Dublin Airport is sadly out of touch with the stature of its city. It’s crowded, it’s poorly laid out and it makes me crazy every time I use it. I remember the sea of green a couple of St. Patrick’s Days ago, a crowd that almost put me off of flying forever. It was not so bad on this day but still crowded and confusing. We found our way to the BMI check-in kiosks and I decided enough was enough so I went up to the priority counter and handed our tickets to the agent, explaining that we did not have seat assignments together. She took at look at our class and told me to get back in the kiosk line. I told her I had status on her airline and she relented. It turned out that our friends at Expedia had not bothered to book a seat for both of us and the only two left together were at the extreme back of the plane. Being the gentleman that I am I took the center seat and offered the window to My Lovely Wife. After getting shuffled between security checkpoints due to crowding, and having lost a jar of jelly and a pair of tiny scissors to the guards, we made it through to our gate.
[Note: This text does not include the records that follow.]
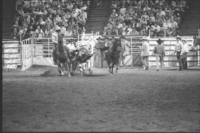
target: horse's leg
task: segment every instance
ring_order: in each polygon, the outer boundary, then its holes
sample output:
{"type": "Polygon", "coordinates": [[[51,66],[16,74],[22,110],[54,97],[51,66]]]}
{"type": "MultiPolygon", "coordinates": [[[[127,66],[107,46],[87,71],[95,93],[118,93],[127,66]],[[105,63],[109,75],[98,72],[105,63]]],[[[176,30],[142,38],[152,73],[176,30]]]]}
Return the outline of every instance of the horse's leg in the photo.
{"type": "Polygon", "coordinates": [[[71,67],[71,62],[68,62],[67,64],[68,64],[68,68],[69,68],[69,69],[68,69],[68,77],[71,77],[71,72],[72,72],[72,71],[71,71],[71,69],[72,69],[72,67],[71,67]]]}
{"type": "Polygon", "coordinates": [[[114,63],[112,64],[112,66],[111,66],[111,73],[113,74],[113,68],[114,68],[114,63]]]}

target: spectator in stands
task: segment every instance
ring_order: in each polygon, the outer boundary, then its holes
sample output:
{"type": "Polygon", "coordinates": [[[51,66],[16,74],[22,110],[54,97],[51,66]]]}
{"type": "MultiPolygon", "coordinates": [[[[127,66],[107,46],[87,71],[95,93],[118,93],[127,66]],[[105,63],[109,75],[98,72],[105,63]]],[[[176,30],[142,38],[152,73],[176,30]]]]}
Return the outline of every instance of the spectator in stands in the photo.
{"type": "MultiPolygon", "coordinates": [[[[18,0],[16,9],[19,17],[15,19],[15,23],[18,27],[21,27],[19,28],[21,34],[28,32],[27,35],[29,35],[29,27],[32,26],[31,31],[35,31],[37,36],[49,36],[51,34],[51,28],[55,25],[62,25],[65,29],[70,29],[73,34],[77,34],[77,31],[81,33],[85,31],[89,4],[90,0],[44,0],[35,3],[32,1],[23,2],[23,0],[18,0]],[[27,11],[27,7],[30,10],[27,11]],[[37,28],[38,26],[40,26],[41,30],[37,28]],[[24,28],[27,28],[27,30],[23,30],[24,28]]],[[[14,35],[16,35],[16,31],[18,30],[13,30],[14,35]]],[[[66,32],[70,33],[70,31],[66,32]]]]}

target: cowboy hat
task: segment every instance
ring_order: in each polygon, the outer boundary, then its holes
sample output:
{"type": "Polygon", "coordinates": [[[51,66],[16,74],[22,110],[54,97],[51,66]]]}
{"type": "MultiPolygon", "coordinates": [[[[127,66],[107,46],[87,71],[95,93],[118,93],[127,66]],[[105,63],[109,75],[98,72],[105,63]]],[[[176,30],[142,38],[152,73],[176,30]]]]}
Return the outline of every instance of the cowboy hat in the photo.
{"type": "Polygon", "coordinates": [[[158,44],[161,44],[163,42],[163,40],[161,40],[160,38],[157,40],[158,44]]]}

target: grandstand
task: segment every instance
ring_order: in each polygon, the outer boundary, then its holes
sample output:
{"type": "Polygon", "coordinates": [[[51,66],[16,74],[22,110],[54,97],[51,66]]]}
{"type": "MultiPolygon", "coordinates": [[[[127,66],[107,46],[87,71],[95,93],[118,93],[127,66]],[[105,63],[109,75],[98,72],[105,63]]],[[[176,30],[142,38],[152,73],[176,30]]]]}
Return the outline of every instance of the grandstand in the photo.
{"type": "Polygon", "coordinates": [[[124,35],[132,36],[131,43],[137,43],[135,36],[192,38],[200,28],[199,5],[199,0],[3,0],[3,40],[51,38],[58,27],[65,36],[124,35]]]}
{"type": "MultiPolygon", "coordinates": [[[[88,5],[89,6],[88,11],[87,11],[88,19],[87,19],[86,25],[85,25],[86,32],[91,33],[93,31],[93,32],[102,33],[104,28],[106,27],[106,25],[111,22],[111,20],[109,20],[109,19],[112,18],[110,15],[112,13],[112,10],[114,9],[113,5],[118,4],[118,6],[116,7],[116,10],[117,10],[117,12],[120,12],[119,11],[120,9],[121,9],[121,11],[123,10],[122,9],[122,6],[124,6],[123,3],[126,4],[125,1],[126,0],[124,0],[124,2],[123,2],[123,0],[121,0],[120,2],[117,2],[117,0],[113,0],[113,1],[102,0],[102,3],[100,3],[101,5],[97,6],[96,3],[98,3],[98,0],[97,1],[92,0],[90,5],[88,5]]],[[[150,0],[145,0],[145,1],[148,1],[148,2],[143,2],[143,3],[141,2],[141,4],[144,4],[141,6],[145,6],[145,4],[150,4],[150,2],[149,2],[150,0]]],[[[175,1],[180,1],[180,0],[175,0],[175,1]]],[[[198,7],[200,2],[198,0],[192,0],[192,1],[185,0],[185,1],[187,3],[186,7],[184,7],[183,12],[178,14],[178,15],[182,15],[182,18],[181,18],[181,22],[178,22],[178,25],[180,25],[180,26],[178,26],[176,28],[177,34],[179,33],[180,35],[196,35],[197,28],[199,27],[199,21],[200,21],[200,16],[199,16],[200,9],[198,7]]],[[[37,0],[34,0],[34,2],[37,3],[37,0]]],[[[166,3],[170,3],[170,2],[171,2],[171,0],[166,0],[166,3]]],[[[12,0],[12,1],[4,0],[3,1],[3,5],[4,5],[3,6],[4,7],[4,9],[3,9],[3,39],[13,39],[13,35],[14,35],[13,25],[15,23],[15,16],[17,14],[16,3],[17,3],[17,0],[12,0]]],[[[162,3],[162,1],[160,1],[160,3],[162,3]]],[[[140,3],[136,3],[136,4],[131,3],[131,4],[134,7],[140,3]]],[[[154,4],[156,4],[156,3],[154,3],[154,4]]],[[[148,6],[148,7],[154,8],[154,6],[152,6],[152,7],[151,6],[148,6]]],[[[165,4],[165,6],[166,6],[166,4],[165,4]]],[[[130,8],[130,6],[128,7],[127,5],[124,7],[127,11],[128,11],[128,8],[130,8]]],[[[168,6],[168,9],[170,9],[170,8],[171,7],[168,6]]],[[[138,9],[136,9],[136,10],[138,10],[138,9]]],[[[139,10],[140,11],[143,10],[142,7],[139,10]]],[[[176,9],[174,9],[174,10],[176,10],[176,9]]],[[[25,11],[26,10],[24,9],[24,12],[25,11]]],[[[144,16],[144,14],[142,14],[144,12],[137,12],[137,13],[140,14],[140,16],[137,16],[139,18],[144,16]]],[[[119,15],[119,13],[118,13],[118,15],[119,15]]],[[[129,17],[129,16],[125,15],[125,17],[129,17]]],[[[134,22],[138,21],[138,20],[139,20],[138,18],[133,19],[134,22]]],[[[127,23],[129,22],[128,19],[124,20],[124,21],[126,22],[126,26],[127,26],[127,23]]],[[[132,21],[132,24],[133,24],[133,21],[132,21]]],[[[120,24],[119,24],[119,26],[120,26],[120,24]]],[[[147,25],[144,25],[144,26],[147,27],[147,25]]],[[[139,29],[139,28],[136,28],[136,29],[139,29]]],[[[127,28],[126,30],[129,30],[129,29],[127,28]]],[[[19,31],[19,29],[18,29],[18,31],[19,31]]],[[[45,32],[45,31],[43,31],[43,32],[45,32]]],[[[148,34],[148,32],[147,32],[147,34],[148,34]]],[[[176,34],[173,34],[173,35],[176,35],[176,34]]]]}

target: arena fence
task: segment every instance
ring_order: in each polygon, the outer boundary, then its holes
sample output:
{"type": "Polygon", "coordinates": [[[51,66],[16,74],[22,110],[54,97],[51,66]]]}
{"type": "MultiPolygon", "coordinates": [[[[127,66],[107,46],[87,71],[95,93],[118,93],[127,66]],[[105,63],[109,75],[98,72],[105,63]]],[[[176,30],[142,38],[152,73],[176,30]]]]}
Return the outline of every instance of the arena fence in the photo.
{"type": "Polygon", "coordinates": [[[21,64],[19,41],[2,41],[3,69],[17,69],[21,64]]]}
{"type": "MultiPolygon", "coordinates": [[[[78,38],[78,46],[87,47],[90,49],[94,56],[91,58],[89,65],[91,67],[100,67],[101,58],[99,50],[95,49],[97,38],[96,34],[83,34],[78,38]]],[[[146,37],[126,36],[126,40],[122,40],[122,46],[125,48],[123,53],[123,61],[121,66],[134,67],[141,66],[141,46],[142,39],[146,37]]],[[[193,46],[193,37],[182,37],[187,43],[193,46]]],[[[68,39],[68,38],[64,38],[68,39]]],[[[156,45],[158,38],[148,38],[150,42],[150,67],[155,66],[155,56],[153,49],[156,45]]],[[[164,41],[166,56],[164,57],[165,67],[177,67],[177,59],[174,54],[176,38],[161,38],[164,41]]],[[[51,38],[29,38],[21,41],[3,41],[3,68],[4,69],[17,69],[21,66],[21,70],[27,70],[32,65],[46,65],[55,66],[52,58],[53,42],[51,38]]],[[[195,51],[188,53],[188,66],[200,66],[200,47],[195,51]]],[[[105,63],[105,62],[104,62],[105,63]]],[[[106,63],[105,63],[106,64],[106,63]]],[[[106,66],[106,65],[104,65],[106,66]]]]}
{"type": "MultiPolygon", "coordinates": [[[[155,66],[156,65],[156,57],[153,54],[153,49],[157,45],[158,38],[149,38],[149,37],[132,37],[127,36],[126,40],[122,40],[122,46],[124,47],[125,51],[123,53],[123,63],[122,66],[141,66],[141,46],[142,46],[142,39],[147,38],[149,40],[150,44],[150,56],[149,56],[149,66],[155,66]]],[[[193,36],[183,36],[184,40],[186,40],[187,44],[189,46],[193,46],[193,36]]],[[[164,57],[164,66],[165,67],[177,67],[177,58],[175,55],[175,44],[176,44],[176,38],[175,37],[165,37],[160,38],[164,41],[164,48],[165,48],[165,54],[164,57]]],[[[193,67],[199,65],[199,50],[193,50],[188,53],[187,61],[188,66],[193,67]]]]}

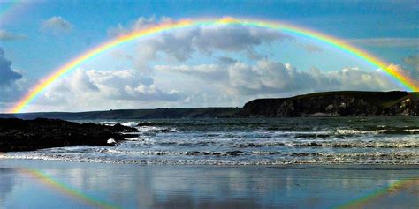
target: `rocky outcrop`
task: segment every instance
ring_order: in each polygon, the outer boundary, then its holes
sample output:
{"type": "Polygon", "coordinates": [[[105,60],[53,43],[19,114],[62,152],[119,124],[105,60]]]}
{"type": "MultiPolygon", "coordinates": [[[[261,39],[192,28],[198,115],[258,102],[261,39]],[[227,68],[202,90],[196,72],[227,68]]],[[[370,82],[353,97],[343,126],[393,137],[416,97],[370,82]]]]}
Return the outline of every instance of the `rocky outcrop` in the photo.
{"type": "Polygon", "coordinates": [[[417,93],[329,92],[282,99],[259,99],[239,116],[419,116],[417,93]]]}
{"type": "Polygon", "coordinates": [[[120,124],[80,124],[55,119],[0,119],[0,152],[32,151],[69,146],[113,146],[130,138],[121,132],[137,131],[120,124]]]}

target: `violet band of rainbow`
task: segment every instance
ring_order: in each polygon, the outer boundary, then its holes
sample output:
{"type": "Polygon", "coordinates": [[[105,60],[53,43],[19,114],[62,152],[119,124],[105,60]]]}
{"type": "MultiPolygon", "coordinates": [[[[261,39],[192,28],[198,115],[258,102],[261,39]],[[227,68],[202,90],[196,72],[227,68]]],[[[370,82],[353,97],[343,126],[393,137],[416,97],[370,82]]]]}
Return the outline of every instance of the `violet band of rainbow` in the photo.
{"type": "Polygon", "coordinates": [[[110,41],[104,42],[93,48],[89,50],[87,50],[71,60],[70,62],[65,63],[64,65],[58,67],[53,73],[47,76],[44,79],[39,82],[34,86],[23,98],[21,98],[19,102],[16,103],[10,110],[11,113],[20,113],[25,108],[27,108],[35,98],[42,93],[50,85],[54,83],[56,80],[64,77],[66,73],[70,72],[75,67],[80,64],[101,55],[102,53],[113,49],[115,47],[120,46],[124,43],[156,34],[162,32],[178,30],[182,28],[188,28],[193,26],[253,26],[253,27],[261,27],[261,28],[270,28],[277,31],[283,31],[287,33],[293,33],[303,37],[309,39],[314,39],[319,41],[326,45],[336,48],[343,52],[346,52],[354,57],[358,57],[373,66],[377,69],[381,69],[385,74],[391,78],[394,82],[400,84],[407,91],[416,92],[419,91],[419,85],[417,81],[415,81],[408,78],[406,75],[403,75],[401,72],[397,71],[392,68],[389,68],[387,63],[379,58],[374,56],[373,55],[363,51],[361,49],[355,48],[349,45],[348,43],[333,38],[331,36],[321,34],[319,32],[300,27],[297,26],[274,22],[268,20],[259,20],[259,19],[234,19],[234,18],[222,18],[222,19],[187,19],[179,20],[176,22],[168,22],[149,26],[145,29],[133,31],[130,34],[117,37],[110,41]]]}

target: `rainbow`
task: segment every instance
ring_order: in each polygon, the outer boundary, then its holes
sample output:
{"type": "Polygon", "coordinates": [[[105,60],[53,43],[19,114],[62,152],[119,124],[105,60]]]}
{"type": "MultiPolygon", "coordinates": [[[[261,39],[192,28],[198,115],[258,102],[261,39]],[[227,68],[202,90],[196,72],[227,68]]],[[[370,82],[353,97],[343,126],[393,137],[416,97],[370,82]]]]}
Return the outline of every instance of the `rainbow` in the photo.
{"type": "Polygon", "coordinates": [[[68,195],[71,198],[75,198],[76,200],[81,201],[88,205],[94,206],[95,208],[105,208],[105,209],[116,209],[118,208],[115,205],[110,205],[110,203],[104,202],[103,200],[96,199],[95,198],[89,197],[86,194],[83,194],[67,184],[60,183],[57,180],[54,180],[50,175],[42,173],[41,170],[37,169],[28,169],[28,168],[19,168],[21,173],[33,176],[36,179],[39,179],[44,184],[52,187],[58,191],[68,195]]]}
{"type": "Polygon", "coordinates": [[[50,85],[54,83],[57,79],[63,77],[80,64],[101,55],[102,53],[110,49],[140,38],[148,37],[162,32],[188,28],[193,26],[241,26],[270,28],[277,31],[292,33],[297,35],[301,35],[302,37],[316,40],[329,46],[336,48],[343,52],[346,52],[351,56],[354,56],[354,57],[358,57],[362,60],[364,60],[367,63],[377,67],[377,69],[381,69],[387,75],[389,75],[390,78],[400,84],[407,90],[419,90],[419,86],[417,84],[415,84],[415,81],[412,80],[408,76],[403,75],[400,71],[397,71],[395,69],[388,67],[388,64],[386,64],[385,62],[381,61],[377,57],[331,36],[321,34],[319,32],[316,32],[314,30],[309,30],[307,28],[302,28],[297,26],[293,26],[281,22],[248,19],[233,19],[227,17],[222,19],[202,19],[194,20],[184,19],[176,22],[162,23],[153,26],[149,26],[145,29],[133,31],[130,34],[121,35],[113,40],[110,40],[110,41],[104,42],[99,46],[96,46],[95,48],[85,51],[80,56],[58,67],[56,71],[54,71],[53,73],[51,73],[47,78],[39,82],[36,86],[34,86],[34,87],[33,87],[32,90],[27,93],[27,94],[26,94],[9,110],[9,112],[22,112],[28,104],[30,104],[40,93],[42,93],[50,85]]]}
{"type": "Polygon", "coordinates": [[[385,187],[380,190],[377,190],[369,195],[349,201],[337,208],[338,209],[366,208],[367,204],[374,202],[374,201],[377,201],[379,198],[385,198],[385,195],[387,195],[388,193],[396,192],[409,185],[415,186],[415,187],[418,186],[419,179],[414,178],[414,179],[397,180],[387,187],[385,187]]]}

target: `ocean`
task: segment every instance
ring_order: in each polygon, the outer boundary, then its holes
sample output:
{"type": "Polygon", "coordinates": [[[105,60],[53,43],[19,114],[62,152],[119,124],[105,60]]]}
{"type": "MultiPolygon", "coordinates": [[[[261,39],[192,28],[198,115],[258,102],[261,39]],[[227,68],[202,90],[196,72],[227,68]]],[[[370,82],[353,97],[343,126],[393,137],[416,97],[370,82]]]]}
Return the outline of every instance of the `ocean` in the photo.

I sat between two sleeping businessmen and My Lovely Wife looked out the window. The flight is advertised as 90 minutes but being 288 miles it really only takes 45. The remainder comes in the form of the endless walk once on the ground in Heathrow. More tunnels, more tubes and more moving sidewalks. We got checked in, corrected the incorrect check-in to put us in 1st class on the second leg and settled in to wait in the lounge.

Looking out the window I had a great opportunity to compare the geography of England and Ireland – same little crazy shaped fields bordered by walls and hedges with roads winding between them, following no particular path. As we crossed the western edge of Ireland and out into the Atlantic, I had a great view of the Burren, that odd limestone landscape we’d been driving around in only days before. From the air you can get a good sense of how really strange it is – vast tracks of stone with no ground cover forming whorls and whirls of gray rock against the otherwise emerald green land. Galway loomed off on the horizon and our path took us straight over the Aran Islands, invisible this time not due to weather but the wings of the airplane.

It turned out that we had the new fancy lie-flat “pods” in Business Class on the flight to Chicago. An interesting re-design compared to plain old BC seats, these feature a big video screen on the back of the seat in front of you, sections of rearward facing seats and the ability to put your seat completely flat. I’ll say I was excited to try them out but ultimately let down – flat is not really flat when you consider the lumps and humps of the reclined seat. And the rest of the improvements don’t really make your life all that much better. The video is very nice, the controls on the seat are nice too but the leg rest cuts me off at mid-calf making it hard to tolerate long term. Overall a nice idea not quite realized as well as it could have been.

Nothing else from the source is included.